In this work, a computational framework, CHNmiRD, was presented for the prediction of novel miRNA-disease associations by integrating multiple genomic and phenotype data. Based on PPI data and GO data (three sub-ontologies: BP, MF and CC), four MFSNs were constructed using miRNA-target relationships and were further merged in to an integrated multigraph MFSN. A CHN was then constructed by connecting the integrated multigraph MFSN and DPN using the known miRNA-disease relationship information. Finally, novel miRNA-disease associations were predicted by implementing a global network distance measure-based random walk analysis on the CHN.

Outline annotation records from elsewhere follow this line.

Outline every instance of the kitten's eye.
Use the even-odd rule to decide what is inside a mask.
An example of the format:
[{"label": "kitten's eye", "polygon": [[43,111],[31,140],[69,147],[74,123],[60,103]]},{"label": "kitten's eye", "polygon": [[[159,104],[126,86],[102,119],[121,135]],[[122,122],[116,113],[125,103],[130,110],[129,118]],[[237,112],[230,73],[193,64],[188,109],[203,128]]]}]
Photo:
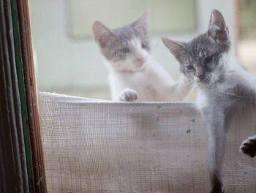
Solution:
[{"label": "kitten's eye", "polygon": [[122,48],[122,49],[120,49],[120,52],[123,53],[129,53],[129,49],[128,48]]},{"label": "kitten's eye", "polygon": [[188,70],[192,70],[192,69],[194,69],[193,65],[187,66],[186,68],[187,68]]},{"label": "kitten's eye", "polygon": [[209,63],[212,61],[212,58],[214,58],[214,57],[213,57],[212,56],[207,56],[207,57],[205,58],[205,60],[204,60],[204,61],[203,61],[203,64],[209,64]]},{"label": "kitten's eye", "polygon": [[141,43],[142,48],[146,48],[146,46],[147,46],[147,43],[146,42],[143,42]]}]

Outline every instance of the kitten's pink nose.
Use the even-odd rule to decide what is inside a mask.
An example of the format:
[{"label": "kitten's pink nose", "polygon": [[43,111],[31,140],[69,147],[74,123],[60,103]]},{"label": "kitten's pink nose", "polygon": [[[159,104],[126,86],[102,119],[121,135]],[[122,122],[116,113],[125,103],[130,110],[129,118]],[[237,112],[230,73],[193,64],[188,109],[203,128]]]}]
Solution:
[{"label": "kitten's pink nose", "polygon": [[143,64],[145,62],[145,59],[143,56],[137,57],[137,61],[139,61],[140,64]]}]

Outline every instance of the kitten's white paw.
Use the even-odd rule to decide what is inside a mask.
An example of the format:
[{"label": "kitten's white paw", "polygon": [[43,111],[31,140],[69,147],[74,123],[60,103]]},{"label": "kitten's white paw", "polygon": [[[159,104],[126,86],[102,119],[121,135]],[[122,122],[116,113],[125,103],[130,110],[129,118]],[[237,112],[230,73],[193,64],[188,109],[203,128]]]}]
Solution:
[{"label": "kitten's white paw", "polygon": [[138,92],[130,88],[125,88],[121,91],[118,96],[119,101],[132,102],[137,100]]},{"label": "kitten's white paw", "polygon": [[240,151],[251,157],[256,155],[256,137],[249,137],[240,146]]}]

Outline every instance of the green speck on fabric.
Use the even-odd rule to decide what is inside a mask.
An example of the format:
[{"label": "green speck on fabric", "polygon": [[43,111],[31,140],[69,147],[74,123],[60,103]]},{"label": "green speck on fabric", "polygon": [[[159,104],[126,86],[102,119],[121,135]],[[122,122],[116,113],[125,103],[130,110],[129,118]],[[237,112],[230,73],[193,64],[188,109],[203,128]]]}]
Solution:
[{"label": "green speck on fabric", "polygon": [[39,186],[42,180],[42,176],[41,176],[40,178],[39,178],[39,181],[37,182],[37,186]]}]

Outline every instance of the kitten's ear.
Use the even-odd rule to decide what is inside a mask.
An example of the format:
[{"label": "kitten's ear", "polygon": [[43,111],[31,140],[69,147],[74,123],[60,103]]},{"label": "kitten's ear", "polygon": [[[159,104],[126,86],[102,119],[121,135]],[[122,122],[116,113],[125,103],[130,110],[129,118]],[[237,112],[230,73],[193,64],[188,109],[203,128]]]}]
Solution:
[{"label": "kitten's ear", "polygon": [[111,39],[114,33],[104,26],[100,21],[95,21],[92,28],[95,41],[100,47],[105,47],[108,41]]},{"label": "kitten's ear", "polygon": [[147,10],[140,18],[133,22],[132,25],[142,33],[143,36],[148,34],[148,10]]},{"label": "kitten's ear", "polygon": [[229,40],[228,28],[220,12],[214,10],[211,13],[208,35],[219,42]]},{"label": "kitten's ear", "polygon": [[173,53],[174,57],[181,63],[181,51],[186,48],[184,43],[175,42],[165,37],[162,37],[162,41],[168,50]]}]

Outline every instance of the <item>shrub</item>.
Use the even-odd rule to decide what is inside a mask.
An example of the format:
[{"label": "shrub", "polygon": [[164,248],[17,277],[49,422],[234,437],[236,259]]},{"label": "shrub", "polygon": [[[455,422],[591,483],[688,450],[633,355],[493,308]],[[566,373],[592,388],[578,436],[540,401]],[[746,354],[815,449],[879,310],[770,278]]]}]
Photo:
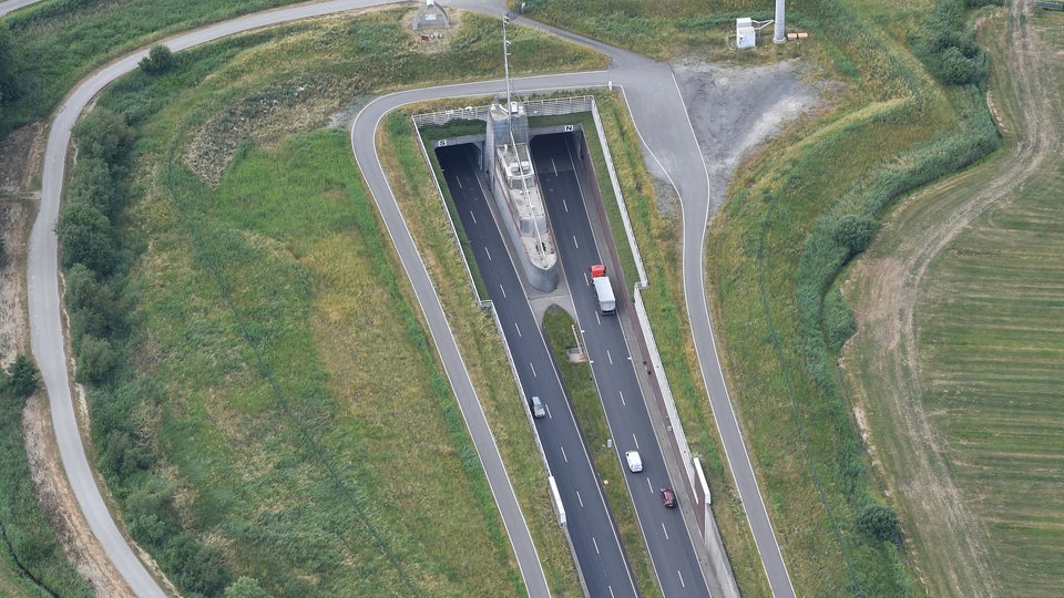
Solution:
[{"label": "shrub", "polygon": [[93,383],[108,380],[116,363],[111,341],[84,334],[79,344],[78,380]]},{"label": "shrub", "polygon": [[110,110],[98,107],[74,125],[78,157],[100,158],[114,165],[133,147],[134,132],[125,117]]},{"label": "shrub", "polygon": [[19,353],[8,365],[8,388],[19,398],[33,394],[39,384],[37,365],[25,353]]},{"label": "shrub", "polygon": [[869,503],[857,514],[857,528],[881,540],[898,543],[901,526],[894,509],[879,503]]},{"label": "shrub", "polygon": [[100,275],[108,275],[117,260],[111,220],[95,206],[71,202],[59,215],[57,234],[63,246],[63,266],[82,264]]},{"label": "shrub", "polygon": [[157,75],[174,68],[174,54],[165,45],[153,45],[139,64],[147,74]]},{"label": "shrub", "polygon": [[111,167],[99,157],[83,157],[70,176],[68,202],[85,202],[103,214],[115,212],[115,185]]},{"label": "shrub", "polygon": [[[969,0],[966,6],[996,3]],[[989,68],[983,49],[975,44],[975,30],[964,22],[961,0],[937,0],[934,8],[910,35],[913,52],[939,81],[948,85],[982,85]]]},{"label": "shrub", "polygon": [[850,256],[863,251],[876,236],[876,220],[858,214],[847,214],[838,219],[832,231],[835,240],[849,250]]}]

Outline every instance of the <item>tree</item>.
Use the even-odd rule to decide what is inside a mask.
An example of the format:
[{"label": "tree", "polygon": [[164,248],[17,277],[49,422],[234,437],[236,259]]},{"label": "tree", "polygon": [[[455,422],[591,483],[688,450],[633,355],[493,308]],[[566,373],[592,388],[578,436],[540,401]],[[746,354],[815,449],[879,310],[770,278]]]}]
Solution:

Comparing the integrated data with the individual data sources using the same method, we found that PPI data was the most effective in prioritizing candidate miRNAs among the four data sets. However, the performance of PPI data was inferior to the combined method, because individual data tend to be incomplete and noisy. In addition, the combined method covered more miRNAs, which was favorable for uncovering novel disease-related miRNAs.

The results of cross validation indicated the improved performance of CHNmiRD over other similar existing methods, especially for diseases without any known associated miRNAs. In addition, CHNmiRD did not need negative samples and the performance became stable and performed better when parameter λ was in the range of 0.5 to 0.9. Furthermore, case studies demonstrated the reliability and effectiveness of this method in revealing novel disease-related miRNAs. Each of the top 10 miRNAs in the three case studies was either directly or indirectly validated by recently published research. It worth noting that we did not compare CHNmiRD with our previously described method [21] because of different data sources used in the two methods. Moreover, the known disease-miRNA associations were not used in our previous method, thus the cross validation could not be implemented.

The CHNmiRD is based on the CHN, and thus the efficacy of CHNmiRD is affected by the quality of the CHN. For future studies, more bioinformatics data should be integrated to improve the quality of the CHN. For example, expression profile and/or pathway data can be added into the integrated MFSN, and the similarity of disease phenotypes based on ontological descriptions can also be added into the DPN. We anticipate that our algorithm may be more comprehensive and effective with the increasing amount of available miRNA-related biological data. In summary, CHNmiRD could potentially provide an improved tool for predicting novel miRNA-disease associations and play an important role in deciphering the pathogenesis of complex human diseases at the post-transcriptional level.

Supporting Information

S1 Fig. The ROC curve and AUC value of CHNmiRD with predicted miRNA targets for 5-fold cross validation.

(TIF)

S2 Fig. The ROC curve and AUC value of CHNmiRD with different DPNs for 5-fold cross validation.

(A). The DPN constructed based on 3-NN network. (B). The DPN constructed based on 7-NN network.

(TIF)

S1 File. Known human miRNA-disease associations.

(XLS)

S2 File. Experimentally validated miRNA targets.

(XLS)

S3 File. The DPN constructed using 5-NN network.

(XLS)

S4 File. The integrated multigraph MFSN.

(XLSX)

S5 File. Obtaining the predicted miRNAs targets.

(DOC)

S6 File. Parameters selection of other miRNA-disease association prediction methods.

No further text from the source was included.